In Step
Grade : A

Note:  Readers are advised to read Off Balance (Painted Bay book one) before In Step, so as to gain a fuller understanding of important backstory. It’s impossible to review In Step without reference to that backstory, so please be aware that there are spoilers for Off Balance and On Board ahead.

I’ve been reading Jay Hogan’s books since 2018 when I picked up Digging Deep, and was sufficiently impressed to want to read more of her work.  Since then, she’s published a dozen more books, and is going from strength to strength as an author, as evinced by the fact that I’ve given six of her more recent books DIK status.  On Board – the second in her Painted Bay series set in New Zealand’s Northland  – made my Best of 2021 list, and was always going to be a tough act to follow, but I’m pleased to report that In Step (one of my most highly anticipated releases of 2022) is a worthy successor.  Like the previous book, it’s powerfully emotional romance coupled with an extremely well-crafted tale of redemption and forgiveness, but it has a very different feel despite those similarities.

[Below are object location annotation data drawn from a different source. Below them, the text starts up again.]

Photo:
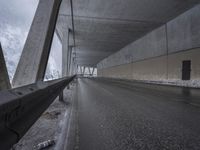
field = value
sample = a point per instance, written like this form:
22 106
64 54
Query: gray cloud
15 19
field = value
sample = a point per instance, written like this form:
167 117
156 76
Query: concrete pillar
34 58
89 71
4 78
93 71
84 70
65 51
69 60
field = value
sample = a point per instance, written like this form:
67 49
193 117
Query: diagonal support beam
4 78
34 58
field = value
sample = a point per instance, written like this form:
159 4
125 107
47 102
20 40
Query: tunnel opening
186 70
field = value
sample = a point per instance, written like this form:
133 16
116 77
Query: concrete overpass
131 42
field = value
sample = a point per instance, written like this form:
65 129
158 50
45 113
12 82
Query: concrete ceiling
103 27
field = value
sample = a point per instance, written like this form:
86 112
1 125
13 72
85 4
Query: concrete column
65 51
93 71
89 71
34 58
4 78
83 70
69 60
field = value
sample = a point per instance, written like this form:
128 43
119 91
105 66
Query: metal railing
21 107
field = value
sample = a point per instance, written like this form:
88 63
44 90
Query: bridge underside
103 27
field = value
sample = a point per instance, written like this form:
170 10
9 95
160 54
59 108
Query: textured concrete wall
152 45
159 54
158 68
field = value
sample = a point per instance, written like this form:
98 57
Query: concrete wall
159 54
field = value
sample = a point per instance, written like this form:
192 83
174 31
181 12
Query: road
133 116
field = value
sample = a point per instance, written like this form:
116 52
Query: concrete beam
34 58
65 51
4 78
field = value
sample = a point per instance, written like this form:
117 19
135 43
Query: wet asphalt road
134 116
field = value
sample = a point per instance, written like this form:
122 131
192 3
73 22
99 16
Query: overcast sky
15 19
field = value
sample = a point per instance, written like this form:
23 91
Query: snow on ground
49 125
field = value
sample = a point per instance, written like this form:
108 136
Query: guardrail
21 107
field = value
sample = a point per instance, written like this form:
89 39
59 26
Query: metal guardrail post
21 107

We’ve only really known Kane Martin as the bully who made Judah Madden’s life a misery when they were at school, and who viciously assaulted him when they were sixteen.  Kane was living and working on his family’s farm until six months previously, and when Judah’s mother Cora found him living out of his car, she offered him a job working for the Madden’s mussel farming business.  Judah’s brother Leroy wasn’t best pleased – he and Judah have only recently begun to repair their fractured relationship and Leroy wasn’t about to do anything that would throw a spanner into the works, but he also didn’t like the idea of going back on Cora’s promise.  He offered Kane a job, but made it very clear that coming to work for him was conditional on Judah’s giving the okay.

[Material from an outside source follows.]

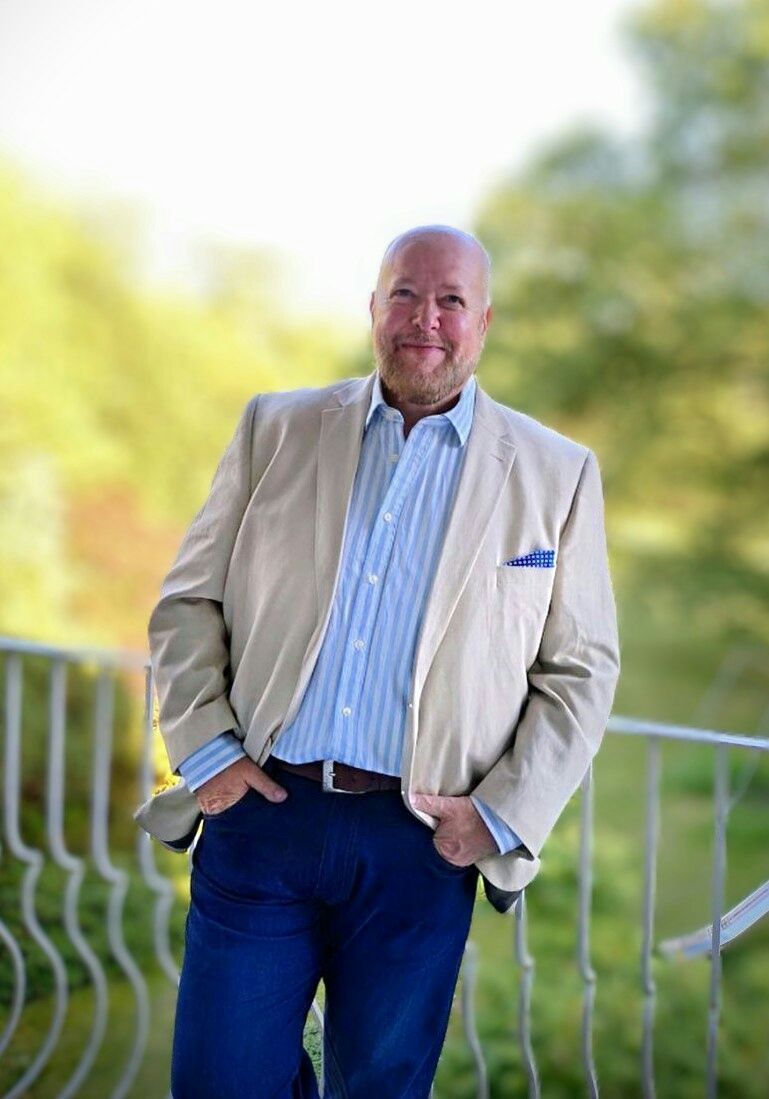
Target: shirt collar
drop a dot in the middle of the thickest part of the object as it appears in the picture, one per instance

Judah agreed on the proviso that Kane keeps well out of his way and doesn’t attempt to approach or speak to him – and Kane has obeyed that condition to the letter.  He now lives in the bedsit over the garage at the Madden homestead and keeps very much to himself, accepting as his due the fact that he’ll never be anything but an outsider in Painted Bay.  The heartache Kane feels at being permanently on the outside as he watches the large, fond gatherings of Madden family and friends from which he’s deliberately excluded is superbly articulated and really tugs at the heartstrings (they got quite the work-out reading this one!)

Still, he’s grateful to have a job he enjoys, a roof over his head and space to work out what he wants to do next.   But his quiet existence on the fringes of life in Painted Bay is suddenly up-ended by the appearance of an old friend and colleague of Judah’s, choreographer Abe Tyler, who has come to town to help with the performance Judah is putting on to showcase the hard work of the kids in his dance therapy classes.

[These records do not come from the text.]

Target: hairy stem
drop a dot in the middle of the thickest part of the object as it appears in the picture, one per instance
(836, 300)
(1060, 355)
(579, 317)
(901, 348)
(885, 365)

Abe is forty-four (to Kane’s thirty) and has worked hard to carve himself out a career as a freelance choreographer. He loves the work and all the travel it entails; it’s a somewhat nomadic existence but he wouldn’t have it any other way.  Until, that is, he meets Kane and starts to think the impossible – that he might want to put down roots in the sort of small town he’s vowed never to live in.

Abe and Kane are drawn to each other from the start, but Kane isn’t out and tries hard to keep his distance, years of hiding his homosexuality helping him to keep his attraction to the other man very much under wraps.  But it’s not easy.  It’s been years since Kane has felt – or allowed himself to feel – a connection with anyone, and the sizzling chemistry thrumming between him and the gorgeous silver-fox choreographer eventually becomes too much to ignore.  Kane and Abe agree hook-up  secretly for the remainder of Abe’s visit to Painted Bay; neither of them is looking for anything permanent and it’s good that they both know where they stand.  After he leaves Painted Bay, Abe has a three-month gig booked in the US, then one in Europe, and Kane doesn’t plan on sticking around either, knowing he needs to move on and to somewhere where he’s not constantly judged for something he did as a desperate and scared teen.  They both have plans, and a relationship doesn’t figure in any of them.  Except… what they’re doing and what they are to each other very quickly stops feeling like a fling and starts feeling like… well, something else.

I said in my review of On Board that I hoped the author would write a story for Kane, as I was sure there was one there worth telling, and she’s done him proud.  He’s complex and vulnerable, likeable and endearing, and he’s been through a lot, but never, ever does he try to use that as an excuse for what he did to Judah.  I appreciated the explanation for what happened and learning there was much more to it than a queer kid desperate to conceal his queerness by lashing out at an easy target, and it’s very clear that Kane lives with what he did every day, sure he doesn’t deserve forgiveness – even his own.   It’s only when Abe makes clear his interest in spending time with him and getting to know him that Kane, for the first time in his life, starts to feel truly seen and realises just how much he’s longed for that.  To Abe, he’s not the stupid kid who did a terrible thing, and he realises it’s time he stopped defining himself by that one act of violence, that he’s a good person and that he deserves to be happy.  The scenes in which he and Judah finally come face to face and address the past are painful and deeply emotional but also very real, and watching Kane come into his own and start to live an authentic life is wonderful and uplifting.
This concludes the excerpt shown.